I'm just that much of a man that I can watch Ellen and Oprah back to back and still like girls.
After he finished I threw up my arms and shouted STEVE HOLT!
My phone auto-corrects smirnoff to poisoned. I think it is trying to tell me something.
we tried have sex after i gave him a handjob. he wouldnt get hard and kept saying his little boy is broken.. please come get me
Restaurants Roasting People Who Gave Them Negative Yelp Reviews (25 Pics)
he just ordered a side of pineapple and winked at me. too much for a first date. come get me.

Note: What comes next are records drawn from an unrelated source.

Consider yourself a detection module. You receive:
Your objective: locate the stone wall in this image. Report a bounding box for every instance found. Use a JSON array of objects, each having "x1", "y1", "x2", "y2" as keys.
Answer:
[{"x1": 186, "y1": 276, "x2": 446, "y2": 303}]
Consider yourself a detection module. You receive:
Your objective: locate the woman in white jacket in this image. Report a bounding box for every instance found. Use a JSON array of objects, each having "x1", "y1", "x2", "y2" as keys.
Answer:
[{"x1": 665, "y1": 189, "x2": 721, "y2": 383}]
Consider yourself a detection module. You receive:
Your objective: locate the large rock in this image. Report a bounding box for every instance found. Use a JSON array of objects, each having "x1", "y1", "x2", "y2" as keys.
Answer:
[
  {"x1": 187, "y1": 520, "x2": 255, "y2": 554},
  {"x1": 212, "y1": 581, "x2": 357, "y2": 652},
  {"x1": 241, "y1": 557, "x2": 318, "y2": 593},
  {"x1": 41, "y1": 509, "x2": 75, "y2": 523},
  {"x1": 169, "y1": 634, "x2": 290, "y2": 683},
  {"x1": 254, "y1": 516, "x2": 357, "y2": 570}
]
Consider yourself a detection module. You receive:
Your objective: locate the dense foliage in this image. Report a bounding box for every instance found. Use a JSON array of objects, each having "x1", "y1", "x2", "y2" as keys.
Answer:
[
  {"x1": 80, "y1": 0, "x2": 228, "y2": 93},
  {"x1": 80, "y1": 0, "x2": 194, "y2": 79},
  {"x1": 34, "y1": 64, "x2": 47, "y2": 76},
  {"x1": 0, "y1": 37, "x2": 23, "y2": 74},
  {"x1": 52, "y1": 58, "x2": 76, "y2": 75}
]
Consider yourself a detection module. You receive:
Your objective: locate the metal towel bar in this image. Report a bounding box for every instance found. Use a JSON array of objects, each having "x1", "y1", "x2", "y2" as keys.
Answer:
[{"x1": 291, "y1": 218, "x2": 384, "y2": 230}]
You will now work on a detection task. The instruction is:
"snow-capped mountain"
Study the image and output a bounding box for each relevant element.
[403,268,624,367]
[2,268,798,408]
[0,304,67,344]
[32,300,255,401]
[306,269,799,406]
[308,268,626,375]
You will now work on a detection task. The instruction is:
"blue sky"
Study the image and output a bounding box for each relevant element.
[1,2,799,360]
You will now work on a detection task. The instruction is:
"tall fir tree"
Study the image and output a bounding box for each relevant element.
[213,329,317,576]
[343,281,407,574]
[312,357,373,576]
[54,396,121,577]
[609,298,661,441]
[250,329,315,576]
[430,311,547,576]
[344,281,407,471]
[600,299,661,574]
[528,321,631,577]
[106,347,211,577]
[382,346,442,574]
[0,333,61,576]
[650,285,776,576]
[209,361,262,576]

I have no idea what happened after 2 AM. I woke up on my bike, in my bed, with a deep thigh bruise.
What's the address?
Too drunk. Just google it.
IT'S YOUR HOUSE
Blackout me just wants to pee on sober me's dreams. Literally.
Nothing says male bonding like watching porn with your grandpa
Woman Posts Harassing DMs From Creep Online, Now He’s Upset Because People Told His Mom
So I'm texting her. How do I steer the conversation toward "I honestly would be fine never seeing you again"?
Hung out near hay bales in sweaters then she gave me a pumpkin spice pop rocks bj. That was so freakin' seasonal.
I have drunkenly angered a family of raccoons. Please send help immediately.
Am I under any obligation to let my new fuck buddy know I slept with his little sister?
I mean, she's batshit insane and once choked a guy with one hand but she's still MILF material in my book.
Remember the guy with the pretty voice that gave us crabs?